Bu durum bana göre üçüncü dünya savaşına kadar böyle sürecek. Çünkü insanlar ancak ölüm denilen, esaret denilen, açlık denilen, hasret denilen, evsiz-yersiz yurtsuz kalma denilen duygu cambazları ile tanıştıkları zaman akıllanıyorlar. Bakın Japonya ve Almanya'ya… İkinci dünya savaşının mutlak mağlupları olmalarına rağmen bugün dünya ekonomisinin ve yaşam biçiminin patronları oldular. Bizler galipleri veya tarafsızları olduğumuz halde ekonomik krizlerle, yokluk ve yoksulluk ile savaşmaya devam ediyoruz.
* * *
Bundan böyle bir dünya savaşı göze alınır mı?
Elbette… Geçmişteki savaşların ortaya çıkma nedenleri bugün aynısı ile mevcut. Konu sadece güç gösterisi değil. Dünyaya hâkim olma, kıtalar bazında karar veren ve yöneten olmak önemli. Bugün sadece bir ülkenin yönetilmesi dünya politikasında bir anlam ifade etmiyor. Kıta Avrupa'sındaki savaşların tümü, ülkeler üzerindeki baskıyı arttırmak ve onların ellerinde bulunan değerlerin sözde adil bir biçimde zapt edilmesi için yapıldı.
Giderek azalan tarım üretimi açlığın habercisi.
Su kaynaklarının kuruması susuzluğun habercisi.
Küresel iklim değişiklikleri ise yaşama alanlarının değişmesinin bir habercisi.
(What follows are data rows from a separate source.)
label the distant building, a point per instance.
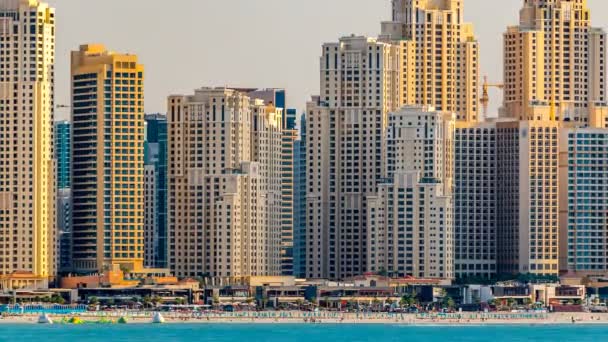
(583, 181)
(475, 200)
(290, 134)
(299, 203)
(410, 220)
(224, 184)
(528, 193)
(108, 160)
(555, 55)
(27, 171)
(439, 56)
(155, 191)
(345, 131)
(64, 229)
(63, 147)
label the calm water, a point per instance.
(289, 333)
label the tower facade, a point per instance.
(107, 160)
(63, 147)
(583, 201)
(155, 181)
(345, 131)
(299, 203)
(224, 185)
(27, 173)
(475, 200)
(555, 56)
(410, 219)
(440, 56)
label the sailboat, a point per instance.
(45, 319)
(158, 318)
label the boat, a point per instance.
(75, 320)
(45, 319)
(158, 318)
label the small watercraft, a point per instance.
(158, 318)
(45, 319)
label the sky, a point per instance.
(187, 44)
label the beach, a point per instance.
(465, 318)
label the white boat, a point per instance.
(158, 318)
(45, 319)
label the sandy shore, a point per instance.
(335, 318)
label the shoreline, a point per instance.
(581, 319)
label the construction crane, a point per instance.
(485, 96)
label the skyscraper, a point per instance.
(345, 131)
(299, 203)
(224, 185)
(63, 148)
(107, 161)
(290, 134)
(583, 201)
(555, 55)
(155, 201)
(63, 142)
(410, 220)
(439, 53)
(475, 200)
(27, 172)
(528, 190)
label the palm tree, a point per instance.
(93, 301)
(147, 301)
(299, 303)
(450, 302)
(156, 300)
(57, 299)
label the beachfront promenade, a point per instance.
(324, 318)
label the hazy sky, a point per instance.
(186, 44)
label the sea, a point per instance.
(299, 333)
Tüm bunları alt alta sıraladığınızda müreffeh ülkelerin kaybettikleri şeyleri komşu ülkelerden temin etmeleri kaçınılmaz oluyor. Bunun da iki yolu var. Ya satın alır ve komşunuzu zengin edersiniz, ya da onun sahibi olduğu kaynakları ele geçirir; kendi yaşamınızı idame ettirirsiniz.
Bugün pek çok ülke tarım ürünlerine muhtaç. Suya muhtaç. Sağlıklı yaşam alanlarına muhtaç…
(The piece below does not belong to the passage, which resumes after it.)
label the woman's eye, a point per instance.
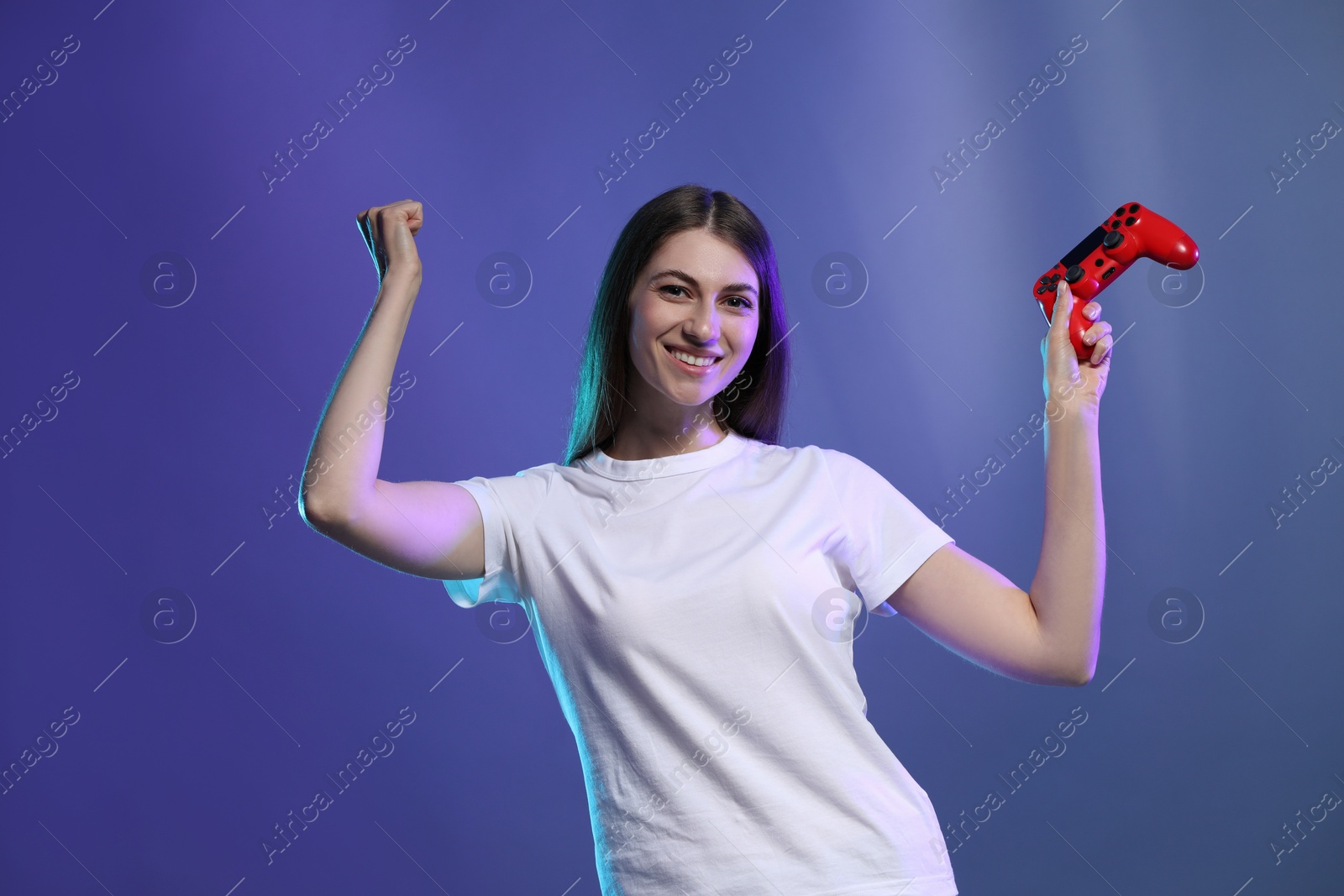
(739, 298)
Bütün bunların temininde güçlük çekiliyor. Türkiye elindeki bu değerlerin farkında mı? Bilemem… Ancak bizim tarımımız henüz istenilen düzeyde makineli tarıma geçmiş değil. İnsan emeği yoğun bir biçimde üretim yapılıyor. Tek yatırımı tohum, gübre, gündelikçi parası… Sulama ise doğal yollar ile yapılıyor. Yağmurların yardımcı gücü sulama maliyetlerini düşürüyor. Ancak tarım ürünlerini satmaya geldiği zaman, satın alanın sınırlayıcı hükümleri devreye giriyor. Üreticinin masraflarını karşılayıp çok az bir pay bırakarak gelecek yıl için borçlandırmak yaygın. Sonuçta ülkenin ürünleri dış pazarda ucuz fiyatla satılırken, iç pazarda ya hiç bulunmuyor, ya da pahalı fiyatlar ile satılıyor. Peki neden dış pazarda ucuz? Çünkü siz borcunuz olanlara ürününüzü pahalı bir fiyata satamazsınız.
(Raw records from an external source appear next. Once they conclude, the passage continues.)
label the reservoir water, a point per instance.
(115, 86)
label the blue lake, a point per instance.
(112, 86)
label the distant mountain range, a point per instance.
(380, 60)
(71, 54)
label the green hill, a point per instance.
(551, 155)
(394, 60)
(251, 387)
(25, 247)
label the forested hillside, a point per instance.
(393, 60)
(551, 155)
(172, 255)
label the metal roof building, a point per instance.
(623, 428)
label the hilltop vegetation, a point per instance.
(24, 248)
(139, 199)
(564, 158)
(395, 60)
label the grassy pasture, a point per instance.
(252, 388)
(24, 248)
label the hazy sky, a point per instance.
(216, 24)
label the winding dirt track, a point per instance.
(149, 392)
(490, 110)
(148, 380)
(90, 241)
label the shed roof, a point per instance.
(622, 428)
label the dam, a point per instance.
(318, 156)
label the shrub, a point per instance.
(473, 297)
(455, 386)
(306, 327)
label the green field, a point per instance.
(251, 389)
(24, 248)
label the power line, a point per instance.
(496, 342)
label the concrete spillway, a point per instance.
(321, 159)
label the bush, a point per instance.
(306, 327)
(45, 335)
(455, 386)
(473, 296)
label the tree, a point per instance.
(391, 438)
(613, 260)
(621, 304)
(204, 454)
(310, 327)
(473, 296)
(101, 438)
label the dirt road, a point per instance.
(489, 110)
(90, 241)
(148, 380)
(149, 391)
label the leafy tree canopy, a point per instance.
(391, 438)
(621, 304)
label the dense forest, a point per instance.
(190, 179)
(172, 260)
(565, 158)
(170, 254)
Eğer Uludağ'ın suyunu İngiltere'de, Mısırda, Afrika'da şişe suyu olarak buluyorsanız, fiyatı da mineralli su ile aynı ise bu sizin gurur duyacağınız bir şey değildir. Kâr ettiğinizden değil, suyunuzun diğer sulardan ucuza verdiğinizdendir. Gerek yurt içi ve gerekse yurt dışı tüketimleri nedeni ile Uludağ'ın fauna ve florası değişmektedir. Çünkü normalde akan pınarlar, dereler, su kaynakları zapt edilmiş, doğanın su akışına kilit vurulmuştur.
Yeni yaşam yerleri arayan Arapların ve Avrupalıların kıyılarımızı işgal etmelerine, oralardan ev ve toprak alımı yapmalarına fazla takılmayın. Çünkü onların paraları var. Biz arsalarımızı pahalıya verdiğimizi, kar ettiğimizi zannederek vatan toprağını satıyorsak bu bizim tercihimizdir. Unutmayalım ki Filistin'de İsrail devleti de önce topraklar satın alınarak kuruldu, şimdi işgal altında.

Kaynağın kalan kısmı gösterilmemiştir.